Teen gets vaccinated, rebelling against anti-vaxxer mom

Elias Hubbard
February 12, 2019

But it wasn't until speaking with friends that he realized he was the only one out of his peer group to not have had the life-saving vaccinations.

Lindenberger's opinion on vaccinations hasn't changed his mother's mind, but Wheeler did say it's been a learning experience. I'd assume that I can get them on my own, but I've just never had a conversation with anyone about the subject.

The B.C. Centre for Disease Control tracks child immunization and reports that 82.1 per cent of children aged seven had been immunized for measles in 2018, compared to 88.4 per cent in 2017 and 90.2 per cent in 2016. "Even though I'm 18, I don't pull that card".

An Ohio teenager recently got vaccinated, against the wishes of his mother, after he conducted his own research that challenged what he'd been told during his childhood.

"It was like him spitting on me", Wheeler told Undark. You don't know what you're talking about.

OH is one of several states where parents can make that decision.

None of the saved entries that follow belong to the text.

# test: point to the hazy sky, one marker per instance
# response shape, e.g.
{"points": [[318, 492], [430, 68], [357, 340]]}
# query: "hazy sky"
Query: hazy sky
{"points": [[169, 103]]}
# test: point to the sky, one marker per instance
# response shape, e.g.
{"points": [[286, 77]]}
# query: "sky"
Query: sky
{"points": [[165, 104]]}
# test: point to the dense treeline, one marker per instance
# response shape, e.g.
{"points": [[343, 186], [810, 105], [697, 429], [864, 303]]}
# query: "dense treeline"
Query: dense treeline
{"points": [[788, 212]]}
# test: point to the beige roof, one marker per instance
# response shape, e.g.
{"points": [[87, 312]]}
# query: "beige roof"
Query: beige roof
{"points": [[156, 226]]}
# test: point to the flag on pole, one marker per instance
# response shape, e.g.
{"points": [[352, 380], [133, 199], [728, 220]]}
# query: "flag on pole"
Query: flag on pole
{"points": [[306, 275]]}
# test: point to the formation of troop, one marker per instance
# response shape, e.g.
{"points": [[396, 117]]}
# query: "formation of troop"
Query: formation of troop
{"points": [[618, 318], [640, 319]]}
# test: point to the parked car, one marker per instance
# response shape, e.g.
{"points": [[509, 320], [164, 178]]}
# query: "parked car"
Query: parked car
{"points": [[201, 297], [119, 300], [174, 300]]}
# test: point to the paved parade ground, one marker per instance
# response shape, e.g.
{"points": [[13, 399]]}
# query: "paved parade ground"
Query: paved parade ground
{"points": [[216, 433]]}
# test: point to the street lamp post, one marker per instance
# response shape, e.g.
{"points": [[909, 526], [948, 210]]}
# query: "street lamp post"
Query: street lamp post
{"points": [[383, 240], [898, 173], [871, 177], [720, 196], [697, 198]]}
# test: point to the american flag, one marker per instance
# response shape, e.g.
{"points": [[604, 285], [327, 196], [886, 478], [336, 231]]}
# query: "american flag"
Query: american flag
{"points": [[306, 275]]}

Jill Wheeler, the mother of Ethan Lindenberger, 18, vaccinated her oldest daughter and partially vaccinated her oldest son. The oral vaccine started giving people polio. Despite measles being officially declared "eliminated in the United States" in 2000, the number of measles cases have been increasing ever since, with 79 cases already in 2019, a lot of them in Washington state. His mother has already indicated that she will not allow his 16-year old brother to be immunized, although he wants it, Lindenberger said.

"More children in the WHO European Region are being vaccinated against measles than ever before; but progress has been uneven between and within countries, leaving increasing clusters of susceptible individuals unprotected, and resulting in a record number of people affected by the virus in 2018", the United Nations agency said this week in a news release.

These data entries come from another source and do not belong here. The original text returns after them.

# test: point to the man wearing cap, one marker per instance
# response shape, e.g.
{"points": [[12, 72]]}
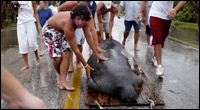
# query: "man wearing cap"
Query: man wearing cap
{"points": [[104, 19]]}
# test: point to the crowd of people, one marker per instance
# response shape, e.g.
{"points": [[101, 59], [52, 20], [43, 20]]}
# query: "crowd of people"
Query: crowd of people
{"points": [[64, 26]]}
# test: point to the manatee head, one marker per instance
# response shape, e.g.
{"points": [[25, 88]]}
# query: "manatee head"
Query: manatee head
{"points": [[126, 93]]}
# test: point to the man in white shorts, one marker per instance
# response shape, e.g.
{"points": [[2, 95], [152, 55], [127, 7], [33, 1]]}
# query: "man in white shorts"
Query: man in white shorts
{"points": [[104, 19]]}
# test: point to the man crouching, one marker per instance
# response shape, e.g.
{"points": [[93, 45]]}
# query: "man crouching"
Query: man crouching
{"points": [[58, 33]]}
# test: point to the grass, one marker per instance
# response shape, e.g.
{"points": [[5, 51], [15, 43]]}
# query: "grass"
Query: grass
{"points": [[177, 23]]}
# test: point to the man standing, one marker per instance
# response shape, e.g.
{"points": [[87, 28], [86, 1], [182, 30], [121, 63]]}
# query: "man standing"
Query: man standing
{"points": [[59, 36], [44, 14], [161, 15], [131, 9], [68, 6], [104, 19]]}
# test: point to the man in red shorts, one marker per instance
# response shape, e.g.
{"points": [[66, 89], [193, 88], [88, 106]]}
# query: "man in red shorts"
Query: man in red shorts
{"points": [[161, 15]]}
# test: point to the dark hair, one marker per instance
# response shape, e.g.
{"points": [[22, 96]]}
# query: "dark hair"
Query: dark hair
{"points": [[81, 10]]}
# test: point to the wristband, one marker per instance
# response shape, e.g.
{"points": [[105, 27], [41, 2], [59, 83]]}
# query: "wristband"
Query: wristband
{"points": [[174, 10], [86, 66]]}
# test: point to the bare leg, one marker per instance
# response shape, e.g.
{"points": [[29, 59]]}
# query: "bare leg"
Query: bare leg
{"points": [[71, 62], [99, 36], [42, 46], [158, 53], [126, 33], [56, 64], [25, 56], [78, 63], [136, 37], [63, 71], [37, 57], [107, 35], [148, 41]]}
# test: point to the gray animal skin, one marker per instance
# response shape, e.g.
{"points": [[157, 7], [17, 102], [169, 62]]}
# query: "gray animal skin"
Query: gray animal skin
{"points": [[114, 76]]}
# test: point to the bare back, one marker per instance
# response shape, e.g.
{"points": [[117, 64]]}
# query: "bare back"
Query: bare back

The report comes as both Canada and the United States face another year of measles outbreaks such as one now underway in Washington State and OR, where support for anti-vaccination has been notable.

The law requires the government to provide free immunization to infants and children up to 5 years of age for vaccine-preventable diseases such as measles, tuberculosis diphtheria, tetanus and pertussis; poliomyelitis; mumps; Hepatitis-B; and H. Influenza type B (HIB).

In 2015, at least 95 cases of measles were reported nationwide by the end of January. Lindenberger says his parents do not believe in vaccinations unless absolutely necessary. This is the scientific argument for a public health policy that aims at 100% vaccination coverage.